La firme explique sa technique de monitoring des fonds : il ne s’agit donc dans les faits que d’un snapshot des balances des comptes bancaires de Tether, selon des informations fournies par Tether ou une tierce partie (entendre les banques de Tether). Les données ont été certifiées, certes, mais là encore pas par la firme ou des comptables, mais par le Chief Financial Officer et le General Counsel de Tether.
Je me limiterais à noter que le rapport d’audit dit avoir vérifié les soldes disponibles des comptes bancaires et les avoir mis en parallèle avec le nombre total d’USDT émis par Tether (fourni par Tether) pour vérifier si les USDT étaient réellement backés par de vrais dollars. Pour cela, la firme a vérifié les deux soldes à la date du 1 juin 2018. A cette date, il y aurait eu un total de 2 538 090 823,52 USDT jamais émis, tous backés. Une situation merveilleuse… Mais incohérente avec la situation décrite par les auteurs de l’étude « Is Bitcoin Really Un-Tethered ? », qui comptabilisaient de leur côté déjà 2,99 milliards d’USDT émis en Février 2018, comptabilisés précisément à l’aide des données de la blockchain Tether-même.

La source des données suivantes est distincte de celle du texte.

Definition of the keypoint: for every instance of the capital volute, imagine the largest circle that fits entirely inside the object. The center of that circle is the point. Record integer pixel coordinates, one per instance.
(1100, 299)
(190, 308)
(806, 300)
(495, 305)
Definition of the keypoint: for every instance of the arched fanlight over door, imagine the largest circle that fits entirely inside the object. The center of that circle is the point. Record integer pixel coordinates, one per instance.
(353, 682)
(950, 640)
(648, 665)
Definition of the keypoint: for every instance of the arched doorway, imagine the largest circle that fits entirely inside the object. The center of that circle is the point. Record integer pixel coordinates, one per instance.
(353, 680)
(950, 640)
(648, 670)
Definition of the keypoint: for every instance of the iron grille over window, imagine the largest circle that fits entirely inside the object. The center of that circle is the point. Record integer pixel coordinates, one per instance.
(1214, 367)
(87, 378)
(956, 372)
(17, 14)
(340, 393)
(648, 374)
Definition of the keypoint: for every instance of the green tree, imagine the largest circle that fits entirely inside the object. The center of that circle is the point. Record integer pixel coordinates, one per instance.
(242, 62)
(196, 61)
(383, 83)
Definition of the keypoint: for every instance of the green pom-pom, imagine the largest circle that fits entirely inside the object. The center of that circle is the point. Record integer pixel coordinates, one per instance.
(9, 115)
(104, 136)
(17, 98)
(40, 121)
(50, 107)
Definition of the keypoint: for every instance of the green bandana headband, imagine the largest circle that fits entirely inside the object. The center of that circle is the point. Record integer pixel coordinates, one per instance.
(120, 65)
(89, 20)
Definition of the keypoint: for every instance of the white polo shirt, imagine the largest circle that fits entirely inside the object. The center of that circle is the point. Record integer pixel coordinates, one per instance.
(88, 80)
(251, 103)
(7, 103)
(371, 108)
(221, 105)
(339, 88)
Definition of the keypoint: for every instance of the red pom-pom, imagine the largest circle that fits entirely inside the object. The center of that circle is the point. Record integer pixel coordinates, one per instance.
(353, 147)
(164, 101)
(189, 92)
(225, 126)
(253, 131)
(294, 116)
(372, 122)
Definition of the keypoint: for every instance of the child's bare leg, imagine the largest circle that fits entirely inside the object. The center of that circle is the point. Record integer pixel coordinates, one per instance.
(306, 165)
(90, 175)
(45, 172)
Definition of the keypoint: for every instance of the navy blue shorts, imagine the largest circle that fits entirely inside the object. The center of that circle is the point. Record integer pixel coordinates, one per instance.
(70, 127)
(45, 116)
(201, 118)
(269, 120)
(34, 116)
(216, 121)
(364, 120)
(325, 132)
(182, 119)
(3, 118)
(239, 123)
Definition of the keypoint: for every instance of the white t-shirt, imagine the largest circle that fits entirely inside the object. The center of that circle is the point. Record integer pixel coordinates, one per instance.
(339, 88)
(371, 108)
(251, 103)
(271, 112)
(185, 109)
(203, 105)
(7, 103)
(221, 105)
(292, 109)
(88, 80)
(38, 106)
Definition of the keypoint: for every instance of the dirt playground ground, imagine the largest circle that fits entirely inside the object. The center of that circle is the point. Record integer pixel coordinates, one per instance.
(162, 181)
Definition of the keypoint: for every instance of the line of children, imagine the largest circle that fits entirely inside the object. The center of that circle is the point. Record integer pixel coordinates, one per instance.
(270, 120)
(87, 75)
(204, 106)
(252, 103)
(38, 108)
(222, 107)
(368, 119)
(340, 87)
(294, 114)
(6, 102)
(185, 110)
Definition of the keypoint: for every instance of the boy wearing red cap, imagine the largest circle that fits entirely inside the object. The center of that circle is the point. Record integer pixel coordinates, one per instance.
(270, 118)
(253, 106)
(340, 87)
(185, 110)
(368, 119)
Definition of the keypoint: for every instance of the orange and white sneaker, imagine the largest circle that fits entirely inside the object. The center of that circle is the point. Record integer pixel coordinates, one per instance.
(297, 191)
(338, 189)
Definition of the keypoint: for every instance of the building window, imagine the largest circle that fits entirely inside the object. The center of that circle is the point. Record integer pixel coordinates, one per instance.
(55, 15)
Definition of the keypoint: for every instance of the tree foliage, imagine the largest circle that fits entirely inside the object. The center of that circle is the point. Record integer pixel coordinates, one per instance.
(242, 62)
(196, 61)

Pour finir, la firme FSS conclut l’étude en précisant un certain nombre de réserves qu’il faut bien garder à l’esprit, notamment qu’ils n’ont pas mené cet audit selon les règles comptables habituellement exigibles dans un tel contexte (« FSS is not an accounting firm and did not perform the above review and confirmations using Generally Accepted Accounting Principles »).
Pas sûr dans ces conditions que ce rapport rendu public ne disperse le flou qui entoure Tether Ltd. et son crypto-actif, l’USDT. En tout cas, je vous confirme la publication à venir de ma revue de l’article de recherche sur le lien possible entre USDT et manipulation du cours du BTC.